Существует 15 форм твердой воды, до сих пор не ясно, каким количеством жидких фаз может похвастаться это «незамысловатое» вещество. Атомы водорода и кислорода в воде находятся в опасной близости друг к другу, однако эта близость не дестабилизирует воду, а её молекула очень устойчива. Вода везде, она попадает даже в те материалы, которые её боятся — гидрофобные. Для кондитера или повара, который готовит желе или суфле с водой, жирами и маслами, это даже хорошо, но, несмотря на все сходства кулинарии и химии и их очевидное различие — в химии сваренные продукты не принято дегустировать, — добавляется ещё одна трудность: если продукт реакции представляет собой эмульсию, в которой содержится вода, выделить продукт будет очень сложно. Чтобы избавить его от влажных объятий дигидрогенмоноксида, придётся потрудиться не на страх, а на совесть. Именно в битвах за чистый безводный продукт и появилось замечательное устройство, которое можно найти в каждой лаборатории.

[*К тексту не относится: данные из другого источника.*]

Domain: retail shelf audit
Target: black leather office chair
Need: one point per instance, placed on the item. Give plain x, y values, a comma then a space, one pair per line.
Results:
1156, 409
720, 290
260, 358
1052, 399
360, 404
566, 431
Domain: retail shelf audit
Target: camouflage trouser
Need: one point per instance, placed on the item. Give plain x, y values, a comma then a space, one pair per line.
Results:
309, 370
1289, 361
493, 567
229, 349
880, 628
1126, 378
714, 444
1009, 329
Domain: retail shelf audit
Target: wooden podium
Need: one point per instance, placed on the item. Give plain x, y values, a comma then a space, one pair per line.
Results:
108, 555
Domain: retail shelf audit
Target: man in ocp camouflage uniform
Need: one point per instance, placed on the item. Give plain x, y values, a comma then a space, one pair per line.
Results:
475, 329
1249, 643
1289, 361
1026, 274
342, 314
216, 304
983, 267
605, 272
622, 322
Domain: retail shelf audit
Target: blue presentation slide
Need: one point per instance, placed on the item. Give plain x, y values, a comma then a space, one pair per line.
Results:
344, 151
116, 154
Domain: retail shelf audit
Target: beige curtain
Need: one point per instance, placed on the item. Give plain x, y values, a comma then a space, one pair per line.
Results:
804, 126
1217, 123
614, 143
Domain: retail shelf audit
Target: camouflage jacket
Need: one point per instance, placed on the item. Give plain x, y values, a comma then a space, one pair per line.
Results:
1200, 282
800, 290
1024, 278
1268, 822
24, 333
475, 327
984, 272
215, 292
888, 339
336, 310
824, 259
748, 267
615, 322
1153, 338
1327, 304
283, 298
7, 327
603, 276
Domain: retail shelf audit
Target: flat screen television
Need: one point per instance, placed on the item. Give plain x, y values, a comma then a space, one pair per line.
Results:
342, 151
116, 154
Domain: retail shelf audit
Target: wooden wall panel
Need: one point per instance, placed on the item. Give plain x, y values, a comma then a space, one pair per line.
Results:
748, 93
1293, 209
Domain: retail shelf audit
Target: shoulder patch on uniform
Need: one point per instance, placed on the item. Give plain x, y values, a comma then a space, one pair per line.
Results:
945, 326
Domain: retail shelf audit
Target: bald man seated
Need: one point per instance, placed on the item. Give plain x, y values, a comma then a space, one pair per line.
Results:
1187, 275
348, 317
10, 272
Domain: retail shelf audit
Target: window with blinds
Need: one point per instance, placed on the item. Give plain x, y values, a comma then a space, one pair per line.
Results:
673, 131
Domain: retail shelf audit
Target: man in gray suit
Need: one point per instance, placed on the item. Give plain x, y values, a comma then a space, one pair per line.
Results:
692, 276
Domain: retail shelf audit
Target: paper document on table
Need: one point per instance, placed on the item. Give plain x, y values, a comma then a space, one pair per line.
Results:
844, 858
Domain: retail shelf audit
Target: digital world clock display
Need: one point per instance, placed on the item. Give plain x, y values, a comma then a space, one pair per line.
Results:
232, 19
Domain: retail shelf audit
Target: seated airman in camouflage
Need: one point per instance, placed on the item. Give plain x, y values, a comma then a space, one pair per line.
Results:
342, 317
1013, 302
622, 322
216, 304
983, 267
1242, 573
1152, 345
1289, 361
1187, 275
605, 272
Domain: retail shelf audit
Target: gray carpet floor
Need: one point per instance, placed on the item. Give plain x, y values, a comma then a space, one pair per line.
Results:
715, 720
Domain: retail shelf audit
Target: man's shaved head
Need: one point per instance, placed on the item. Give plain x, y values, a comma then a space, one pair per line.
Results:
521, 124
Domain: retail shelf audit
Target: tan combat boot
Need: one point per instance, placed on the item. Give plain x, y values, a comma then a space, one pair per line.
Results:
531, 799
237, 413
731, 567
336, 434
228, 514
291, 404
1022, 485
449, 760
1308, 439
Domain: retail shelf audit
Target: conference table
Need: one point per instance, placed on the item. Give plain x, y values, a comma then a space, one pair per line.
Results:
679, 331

Эрнст Вудворд Дин родился в 1888 году в Таунтоне, штат Массачусетс, изучал химию в Университете Кларка в Ворчестере. Закончив обучение с отличием в 1910 году, Дин занялся исследованиями кинетики гидролиза сложных эфиров карбоновых кислот в Йельском университете. Получив степень доктора философии в 1912 году, он начал преподавать химию в колледже. В колледже он начал встречаться с одной из студенток, Глэдис Мойер, на которой в 1915 году, как честный человек, женился. Непонятно — то ли по причине подмоченной репутации преподавателя, то ли опасаясь, что на жалованье преподавателя колледжа не сможет содержать семью и удовлетворить запросы молодой жены (возможно, тут было и то, и другое), Дин бросил преподавание и в 1915 году начал работать в Исследовательском департаменте отдела Горнорудного управления США в Питтсбурге. На новом месте работы Дин изучал способы перегонки нефти и изучения её состава. И именно там он встретился с эмульсиями, которые вызывают головную боль и у современных нефтяников.